Saudi oil giant participates at unconventional resources event and highlights its innovations.

Saudi Aramco logo
Saudi Aramco logo

Saudi Aramco participated in the recent Unconventional Resources Technology Conference (URTeC) in Houston highlighting the rapid advancements in the company’s unconventional resources programme, sharing best practices, and focusing on new technology in hydraulic fracturing.

Drilling and producing from unconventional, shale, carbonate, or tight sandstone reservoirs is different from conventional drilling. Unconventional rocks have their own unique characteristics and behaviours. For that reason, unconventional teams are integrated with experts in geomechanics, geology, geophysics, drilling, completion and stimulation, production, and reservoir engineering.

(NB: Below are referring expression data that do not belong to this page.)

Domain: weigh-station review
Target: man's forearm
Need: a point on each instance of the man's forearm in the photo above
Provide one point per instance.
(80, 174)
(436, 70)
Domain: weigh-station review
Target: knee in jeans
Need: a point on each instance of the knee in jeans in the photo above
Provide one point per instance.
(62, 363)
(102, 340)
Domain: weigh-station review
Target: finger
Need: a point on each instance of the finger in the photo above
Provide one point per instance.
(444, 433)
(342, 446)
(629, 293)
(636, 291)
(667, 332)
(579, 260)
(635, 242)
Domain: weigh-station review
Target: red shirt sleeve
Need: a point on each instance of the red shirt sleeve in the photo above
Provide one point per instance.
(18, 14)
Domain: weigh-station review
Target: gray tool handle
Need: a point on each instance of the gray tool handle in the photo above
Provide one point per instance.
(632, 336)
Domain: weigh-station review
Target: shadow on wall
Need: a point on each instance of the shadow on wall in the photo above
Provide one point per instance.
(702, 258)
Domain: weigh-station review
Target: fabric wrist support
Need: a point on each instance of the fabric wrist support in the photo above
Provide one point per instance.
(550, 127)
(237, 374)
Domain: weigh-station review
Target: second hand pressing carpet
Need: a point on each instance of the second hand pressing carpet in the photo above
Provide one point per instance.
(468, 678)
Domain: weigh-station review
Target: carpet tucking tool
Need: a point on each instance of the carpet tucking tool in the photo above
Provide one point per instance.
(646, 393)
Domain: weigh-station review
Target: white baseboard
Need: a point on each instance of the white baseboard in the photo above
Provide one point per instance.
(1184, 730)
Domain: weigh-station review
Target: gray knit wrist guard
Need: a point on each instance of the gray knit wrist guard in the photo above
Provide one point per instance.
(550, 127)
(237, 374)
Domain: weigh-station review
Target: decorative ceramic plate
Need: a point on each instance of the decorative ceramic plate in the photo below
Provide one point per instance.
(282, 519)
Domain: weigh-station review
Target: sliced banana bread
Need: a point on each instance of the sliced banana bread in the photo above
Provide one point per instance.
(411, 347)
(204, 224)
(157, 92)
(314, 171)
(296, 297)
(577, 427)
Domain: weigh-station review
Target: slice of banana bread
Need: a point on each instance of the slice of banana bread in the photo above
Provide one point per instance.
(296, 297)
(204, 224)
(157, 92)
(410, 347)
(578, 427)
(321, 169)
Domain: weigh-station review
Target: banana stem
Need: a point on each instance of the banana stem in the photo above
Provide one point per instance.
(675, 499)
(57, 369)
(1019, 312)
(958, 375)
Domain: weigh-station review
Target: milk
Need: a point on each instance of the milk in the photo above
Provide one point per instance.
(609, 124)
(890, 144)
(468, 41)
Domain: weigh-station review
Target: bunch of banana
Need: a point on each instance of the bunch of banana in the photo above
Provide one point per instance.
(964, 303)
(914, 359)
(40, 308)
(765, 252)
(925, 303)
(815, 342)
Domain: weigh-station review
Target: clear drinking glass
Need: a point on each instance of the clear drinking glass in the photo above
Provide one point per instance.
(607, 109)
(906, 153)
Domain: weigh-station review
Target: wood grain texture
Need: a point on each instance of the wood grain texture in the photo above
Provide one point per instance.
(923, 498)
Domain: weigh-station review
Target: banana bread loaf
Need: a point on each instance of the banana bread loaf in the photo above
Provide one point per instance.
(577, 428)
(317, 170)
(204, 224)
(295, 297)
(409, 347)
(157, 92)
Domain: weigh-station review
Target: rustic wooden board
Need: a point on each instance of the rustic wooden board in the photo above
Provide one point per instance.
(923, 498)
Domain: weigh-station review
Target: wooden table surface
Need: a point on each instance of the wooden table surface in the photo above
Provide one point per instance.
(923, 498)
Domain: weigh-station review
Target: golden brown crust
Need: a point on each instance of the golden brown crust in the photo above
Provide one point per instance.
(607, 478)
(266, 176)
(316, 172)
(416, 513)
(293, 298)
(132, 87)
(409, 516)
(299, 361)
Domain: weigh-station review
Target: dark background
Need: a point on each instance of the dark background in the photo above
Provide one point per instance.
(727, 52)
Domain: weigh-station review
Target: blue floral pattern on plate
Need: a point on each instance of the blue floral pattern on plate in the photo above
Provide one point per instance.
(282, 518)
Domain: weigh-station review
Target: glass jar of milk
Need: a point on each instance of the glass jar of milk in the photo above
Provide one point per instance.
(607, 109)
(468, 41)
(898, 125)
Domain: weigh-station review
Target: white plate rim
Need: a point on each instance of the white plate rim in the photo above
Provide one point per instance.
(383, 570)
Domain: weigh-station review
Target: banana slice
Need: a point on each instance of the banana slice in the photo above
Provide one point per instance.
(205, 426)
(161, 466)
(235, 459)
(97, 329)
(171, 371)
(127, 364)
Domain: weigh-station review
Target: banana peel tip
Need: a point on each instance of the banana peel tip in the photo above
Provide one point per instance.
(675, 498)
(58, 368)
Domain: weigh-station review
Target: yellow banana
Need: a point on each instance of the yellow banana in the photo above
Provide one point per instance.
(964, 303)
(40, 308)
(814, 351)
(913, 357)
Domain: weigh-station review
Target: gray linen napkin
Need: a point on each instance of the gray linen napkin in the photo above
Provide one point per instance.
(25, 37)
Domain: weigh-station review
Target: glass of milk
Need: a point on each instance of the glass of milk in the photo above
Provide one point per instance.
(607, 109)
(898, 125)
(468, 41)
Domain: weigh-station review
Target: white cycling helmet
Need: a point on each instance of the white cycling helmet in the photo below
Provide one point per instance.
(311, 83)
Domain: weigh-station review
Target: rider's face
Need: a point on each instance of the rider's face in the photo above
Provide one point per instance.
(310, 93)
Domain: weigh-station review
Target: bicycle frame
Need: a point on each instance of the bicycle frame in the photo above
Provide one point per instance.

“When you consider that the success of the unconventional revolution is based primarily on two technologies – horizontal drilling and hydraulic fracturing – you can understand why geomechanics and involving other geoscience disciplines is so important,” said Gang Han, a petroleum engineering consultant with Upstream, Aramco Services Company. Han served as a member of the URTeC Technical Committee, chairing two geomechanics technical sessions.

This year, that subject became the largest programme among the 14 conference themes with 10 sessions, featuring 45 technical presentations. Nearly half of the geomechanics sessions were chaired by Saudi Aramco professionals.

Technical papers authored by Saudi Aramco’s Exploration and Petroleum Engineering Centre – Advanced Research Centre researchers, and researchers from the Aramco Research Centre in Houston, examined topics such as replacing freshwater with seawater for hydraulic fracturing, fracturing fluid for high temperature applications, and modelling of hydraulic fracturing in shales.

A session titled “Geomechanics: From Lab to Field” was co-chaired by Ali M. Momin, a supervisor with the North Jafurah Production Engineering Unit, Well Completion Operations & Production Engineering Department, who introduced a series of four papers examining multistage fracturing and stimulation techniques. Another session titled “From Perforation to Performance: Geomechanical Applications” was co-chaired by Saudi Aramco’s Ahmed H. Mubarak, subsurface integration team leader with the Emerging Unconventional Assets Department. Papers in that session examined production optimisation using machine learning, an approach to stage-by-stage completion design, and a workflow for engineered perforations.